What's in a name?
"Tomatoes and potatoes don’t only sound similar and taste good together: They’re the closest of relatives, even though one has edible fruit and the other tubers. Turns out they’ve got an even stronger connection than scientists thought: According to a new study, early tomato plants hybridized with another ancestral group about nine million years ago—a tryst that yielded hybrid offspring with just the right combination of genes to make tubers. ...
That hybridization ... helped the first potatoes diversify into new regions and climatic conditions—from warm grasslands to cold mountain meadows—that neither of its ancestor lineages could inhabit so well.
Previous genomic studies had revealed that tomatoes are potatoes’ closest living relatives and that a separate group of three ancestral species, known as Etuberosum, is eerily potatolike. However, Etuberosum plants don’t grow tubers. Intrigued by this discrepancy, ... sequenced the genomes of 44 wild potato species, the three Etuberosum species, and 15 species of wild tomato. ...
team found that the wild potatoes have a uniform blend of genes from tomatoes and Etuberosum—“a signal of ancient hybridization,” ...

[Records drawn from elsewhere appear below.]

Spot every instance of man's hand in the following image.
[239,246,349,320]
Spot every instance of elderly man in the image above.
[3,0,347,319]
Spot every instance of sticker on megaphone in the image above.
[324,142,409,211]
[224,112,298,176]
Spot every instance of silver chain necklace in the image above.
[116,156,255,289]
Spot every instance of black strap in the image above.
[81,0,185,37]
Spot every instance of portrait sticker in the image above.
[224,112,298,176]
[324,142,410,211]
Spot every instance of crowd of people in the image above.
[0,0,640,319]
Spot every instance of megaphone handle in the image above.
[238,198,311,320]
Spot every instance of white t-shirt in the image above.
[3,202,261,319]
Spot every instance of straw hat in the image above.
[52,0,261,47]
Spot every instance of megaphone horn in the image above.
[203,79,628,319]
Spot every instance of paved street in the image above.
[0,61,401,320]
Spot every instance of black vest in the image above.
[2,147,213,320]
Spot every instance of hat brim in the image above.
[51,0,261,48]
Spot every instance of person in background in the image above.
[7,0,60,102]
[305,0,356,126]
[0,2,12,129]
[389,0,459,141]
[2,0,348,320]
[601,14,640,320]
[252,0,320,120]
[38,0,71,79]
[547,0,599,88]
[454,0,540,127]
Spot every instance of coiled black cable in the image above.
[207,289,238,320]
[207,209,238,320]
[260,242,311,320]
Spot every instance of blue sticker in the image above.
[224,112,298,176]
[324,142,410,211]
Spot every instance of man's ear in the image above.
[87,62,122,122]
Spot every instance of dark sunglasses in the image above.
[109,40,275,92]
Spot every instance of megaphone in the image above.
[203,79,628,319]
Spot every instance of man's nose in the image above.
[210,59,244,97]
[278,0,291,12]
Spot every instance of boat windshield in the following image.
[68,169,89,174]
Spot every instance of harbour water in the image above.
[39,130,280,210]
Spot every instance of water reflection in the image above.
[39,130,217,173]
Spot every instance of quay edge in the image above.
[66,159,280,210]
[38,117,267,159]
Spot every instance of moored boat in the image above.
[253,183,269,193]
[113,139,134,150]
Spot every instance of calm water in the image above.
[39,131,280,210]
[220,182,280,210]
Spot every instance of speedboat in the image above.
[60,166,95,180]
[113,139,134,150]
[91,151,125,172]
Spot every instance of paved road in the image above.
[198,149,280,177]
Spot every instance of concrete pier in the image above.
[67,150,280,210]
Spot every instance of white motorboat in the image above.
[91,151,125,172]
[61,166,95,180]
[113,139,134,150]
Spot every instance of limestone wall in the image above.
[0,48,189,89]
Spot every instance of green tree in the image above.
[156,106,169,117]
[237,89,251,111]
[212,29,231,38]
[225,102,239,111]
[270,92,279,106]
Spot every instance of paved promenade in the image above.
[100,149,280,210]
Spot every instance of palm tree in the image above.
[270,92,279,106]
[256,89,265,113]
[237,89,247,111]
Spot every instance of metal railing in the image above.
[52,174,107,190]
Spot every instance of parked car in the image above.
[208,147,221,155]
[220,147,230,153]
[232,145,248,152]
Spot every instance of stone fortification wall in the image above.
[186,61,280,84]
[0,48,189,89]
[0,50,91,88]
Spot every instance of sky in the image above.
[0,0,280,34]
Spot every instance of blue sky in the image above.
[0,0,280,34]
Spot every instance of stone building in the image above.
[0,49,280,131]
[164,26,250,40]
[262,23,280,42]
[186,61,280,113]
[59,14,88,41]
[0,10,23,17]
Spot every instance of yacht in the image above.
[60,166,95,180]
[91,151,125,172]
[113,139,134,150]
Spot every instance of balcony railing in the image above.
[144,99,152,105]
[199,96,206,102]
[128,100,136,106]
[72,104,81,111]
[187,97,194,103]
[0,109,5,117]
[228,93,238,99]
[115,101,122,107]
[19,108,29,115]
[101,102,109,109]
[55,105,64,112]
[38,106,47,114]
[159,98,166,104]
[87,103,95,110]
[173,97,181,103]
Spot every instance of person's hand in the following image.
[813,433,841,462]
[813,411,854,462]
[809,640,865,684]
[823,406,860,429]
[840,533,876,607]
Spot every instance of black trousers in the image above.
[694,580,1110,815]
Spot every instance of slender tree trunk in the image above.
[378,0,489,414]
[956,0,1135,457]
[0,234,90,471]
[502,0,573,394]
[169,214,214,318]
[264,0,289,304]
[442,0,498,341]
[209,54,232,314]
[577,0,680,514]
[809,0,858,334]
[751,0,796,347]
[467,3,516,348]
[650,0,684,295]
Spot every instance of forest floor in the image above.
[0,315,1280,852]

Tubers store nutrients, which can help a plant endure tough conditions. They also let plants reproduce vegetatively—without pollinators or even sexual reproduction—which probably helped the new lineage overcome any lingering fertility problems. ..."
From the highlights and abstract:
"Highlights
• The potato lineage is of ancient homoploid hybrid origin
• Alternate inheritance of highly divergent parental genes contributed to tuberization
• Hybridization and tuberization triggered species radiation and niche expansion
Summary
Interspecific hybridization may trigger species radiation by creating allele combinations and traits. Cultivated potato and its 107 wild relatives from the Petota lineage all share the distinctive trait of underground tubers, but the underlying mechanisms for tuberization and its relationship to extensive species diversification remain unclear.
Through analyses of 128 genomes, including 88 haplotype-resolved genomes, we revealed that Petota is of ancient hybrid origin, with all members exhibiting stable mixed genomic ancestry, derived from the Etuberosum and Tomato lineages ca. 8–9 million years ago.
Our functional experiments further validated the crucial roles of parental genes in tuberization, indicating that interspecific hybridization is a key driver of this innovative trait. This trait, along with the sorting and recombination of hybridization-derived polymorphisms, likely triggered the explosive species diversification of Petota by enabling occupation of broader ecological niches. These findings highlight how ancient hybridization fosters key innovation and drives subsequent species radiation."